Fame has its rewards. Big money, fancy hotels, large wheels, expensive homes and trophy wives. Notice I said wives as in plural and a girl in between on the side in every town from New York to Vancouver. Certainly this type of lifestyle is what many strive towards, yet forget that a lot of it smoke in mirrors.
Living a larger than lifestyle has a high price tag. The road from riches to rags is much traveled, yet when you arrive at the destination of a fancy lifestyle it consumes most as it’s quite difficult to keep up with.
Last week I came across another riches to rags story from the world of football. Surprised? I didn’t think so. The latest to fall from the world of bling is Jevon Kearse. Once a former star defensive end with the Tennessee Titans and Philadelphia Eagles earned about $45 million over 11 seasons. Evidently, this wasn’t enough, because Jevon is broke and has IRS on his ass.
Just four years after retiring, the IRS put up a tax lien against him for $432,015 in back taxes. But it doesn’t end there.
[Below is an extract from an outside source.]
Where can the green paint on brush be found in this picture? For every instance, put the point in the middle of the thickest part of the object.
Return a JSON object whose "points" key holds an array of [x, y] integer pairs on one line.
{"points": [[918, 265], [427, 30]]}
The bank that granted Jevon a $25-million mortgage filled a lawsuit against him just a few months ago. He only purchased a 6,064 square foot home in 2004 for $6.5-million.
Seems like someone making big bucks like that wouldn’t need a mortgage, but in 2006 he took out a mortgage on that same 6,064 square foot home and that was just after he received a $16-million signing bonus from the Eagles.
This story is sad in one aspect, yet funny in another, but it illustrates the problems that befall many athletes. Studies have shown that a staggering 78% of NFL players go bankrupt or experience money problems within two years after the last payday. Similarly, 50% of NBA players go broke five years after retirement.
Reasons include bad investments, gambling, excessive lifestyles, multiples wives and/or girlfriends, greedy family members and friends, horrible financial advisors. But mostly why they go broke is due to to lack of proper planning for the future and life after retirement.
So, what’s the moral of the story?
The faster you rise, the faster you’ll fall. If you don’t plan for your own future, nobody else will. So, my dear friends if you haven’t started planning for your future it’s never too late to start.